The result is the Kellys’ home, which has elegant yet durable exterior features and sits a full five feet off the ground—just like the homes on St. Charles—with 12-foot porches deep that flow easily into the kitchen and den. It’s perfect for game day.
“He’s a master of detail,” says Jeri Kelly, who speaks the language of a seasoned architect. “He taught me.”
“Trust” is a word that Harris uses often. When he started on the Tuscan-inspired house in Mississippi, he had a case of the jitters. Here was a homeowner who had a huge budget and was willing to let Harris run with it. The lack of limitation was a little overwhelming.
“The creative process is both terrifying and rewarding,” Harris says.
He focused all his energy initially on building rapport with the client.
“I must have told every contractor and subcontractor that once that trust was established, I was not going to lose it.”
“If I moved it forward 35 feet, the view is shot,” he says. “It’s a retreat. It belongs on this hill. And it’s arranged for the view.”
In the early stages of an idea, Harris likes to hand-draw his vision.
“When you work on a computer, it’s algorithmic,” he says. “When I draw on paper, I can have it in my head, and instantly my brain reconfigures the house in three dimensions.”
He counts A. Hays Town as one of his mentors. In the early years of his firm, he renovated a few of Town’s buildings. It was gratifying to knit his vision on top of the one Town had built.
“What a prince of a man he was,” he says. “We grew up in two different eras, but he was very much against the grain. I would hope I could be compared with him at some point in the future.”
Harris walked the property, which was set on a hill, to perfectly situate the home on its 60 acres.
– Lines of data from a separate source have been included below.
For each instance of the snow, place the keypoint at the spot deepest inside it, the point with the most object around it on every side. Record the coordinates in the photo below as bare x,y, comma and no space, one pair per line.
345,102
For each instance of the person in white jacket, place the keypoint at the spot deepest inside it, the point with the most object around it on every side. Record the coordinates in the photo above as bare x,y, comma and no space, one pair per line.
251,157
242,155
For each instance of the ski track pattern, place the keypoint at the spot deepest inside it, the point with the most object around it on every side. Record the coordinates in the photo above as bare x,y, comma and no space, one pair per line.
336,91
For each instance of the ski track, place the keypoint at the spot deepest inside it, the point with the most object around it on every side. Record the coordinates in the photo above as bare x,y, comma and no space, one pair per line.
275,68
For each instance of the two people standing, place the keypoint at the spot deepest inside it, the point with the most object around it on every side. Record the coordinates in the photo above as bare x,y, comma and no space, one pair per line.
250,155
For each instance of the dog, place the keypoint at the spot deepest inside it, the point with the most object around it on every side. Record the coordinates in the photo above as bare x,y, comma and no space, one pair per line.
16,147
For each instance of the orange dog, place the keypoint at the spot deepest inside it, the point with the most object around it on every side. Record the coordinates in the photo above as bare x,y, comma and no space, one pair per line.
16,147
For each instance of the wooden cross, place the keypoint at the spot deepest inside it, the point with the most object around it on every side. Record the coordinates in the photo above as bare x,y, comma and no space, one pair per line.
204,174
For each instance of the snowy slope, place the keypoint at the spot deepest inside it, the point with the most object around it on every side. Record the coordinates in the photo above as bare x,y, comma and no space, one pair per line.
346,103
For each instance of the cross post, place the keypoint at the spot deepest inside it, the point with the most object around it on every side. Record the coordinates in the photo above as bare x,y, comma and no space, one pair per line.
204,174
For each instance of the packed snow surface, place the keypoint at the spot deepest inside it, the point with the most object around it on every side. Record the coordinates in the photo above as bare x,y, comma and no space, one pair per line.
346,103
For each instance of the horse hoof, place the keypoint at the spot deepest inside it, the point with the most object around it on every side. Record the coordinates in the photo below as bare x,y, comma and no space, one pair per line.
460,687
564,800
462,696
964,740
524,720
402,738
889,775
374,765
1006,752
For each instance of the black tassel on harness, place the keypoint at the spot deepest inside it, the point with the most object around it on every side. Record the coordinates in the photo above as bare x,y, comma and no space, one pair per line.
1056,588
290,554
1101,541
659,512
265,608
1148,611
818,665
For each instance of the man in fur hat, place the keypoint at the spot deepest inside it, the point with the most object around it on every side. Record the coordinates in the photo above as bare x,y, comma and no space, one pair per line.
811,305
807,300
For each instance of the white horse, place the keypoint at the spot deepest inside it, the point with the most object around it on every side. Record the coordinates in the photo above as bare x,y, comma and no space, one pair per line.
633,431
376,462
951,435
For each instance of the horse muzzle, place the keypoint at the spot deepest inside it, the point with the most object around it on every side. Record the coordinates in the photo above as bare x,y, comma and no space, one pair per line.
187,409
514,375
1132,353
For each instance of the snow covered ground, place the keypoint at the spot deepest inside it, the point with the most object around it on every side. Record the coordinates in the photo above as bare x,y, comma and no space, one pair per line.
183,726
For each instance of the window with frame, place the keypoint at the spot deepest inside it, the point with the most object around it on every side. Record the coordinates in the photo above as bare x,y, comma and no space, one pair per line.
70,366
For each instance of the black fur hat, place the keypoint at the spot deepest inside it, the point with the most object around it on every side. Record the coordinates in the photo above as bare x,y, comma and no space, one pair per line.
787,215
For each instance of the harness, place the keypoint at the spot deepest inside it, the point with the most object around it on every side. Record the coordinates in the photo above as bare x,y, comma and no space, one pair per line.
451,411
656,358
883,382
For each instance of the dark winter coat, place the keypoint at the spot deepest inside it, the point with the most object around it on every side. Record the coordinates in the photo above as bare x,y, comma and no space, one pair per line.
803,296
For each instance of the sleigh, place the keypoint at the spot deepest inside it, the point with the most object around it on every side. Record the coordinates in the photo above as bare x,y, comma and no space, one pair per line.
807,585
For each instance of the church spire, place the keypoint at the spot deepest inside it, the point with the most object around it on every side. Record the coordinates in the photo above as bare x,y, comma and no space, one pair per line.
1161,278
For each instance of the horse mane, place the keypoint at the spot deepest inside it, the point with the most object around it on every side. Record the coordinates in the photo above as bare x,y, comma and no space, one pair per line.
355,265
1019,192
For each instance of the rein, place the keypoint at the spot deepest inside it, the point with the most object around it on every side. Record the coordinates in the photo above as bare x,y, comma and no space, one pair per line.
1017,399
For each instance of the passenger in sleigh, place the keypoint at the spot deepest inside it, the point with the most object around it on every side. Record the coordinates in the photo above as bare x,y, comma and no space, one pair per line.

He took aerial photos and used a truck lift to figure out how to design each room to maximize the vista.
Architects sometimes have to play politics to get big projects. Harris says he prefers to zero in on the work and build a solid reputation among clients. He’d like to see local architects work together to expand their knowledge and share what they’ve learned on the job. Together, he believes, architects can give Baton Rouge a distinct look that will carry it into the next century, and beyond.
The very best architects make it their mission to leave behind beautiful buildings, Harris says. Old buildings don’t get preserved if they aren’t nice to look at. “Unless Washington slept there,” he quips.
“I measure my buildings by how long they last and if people love them.”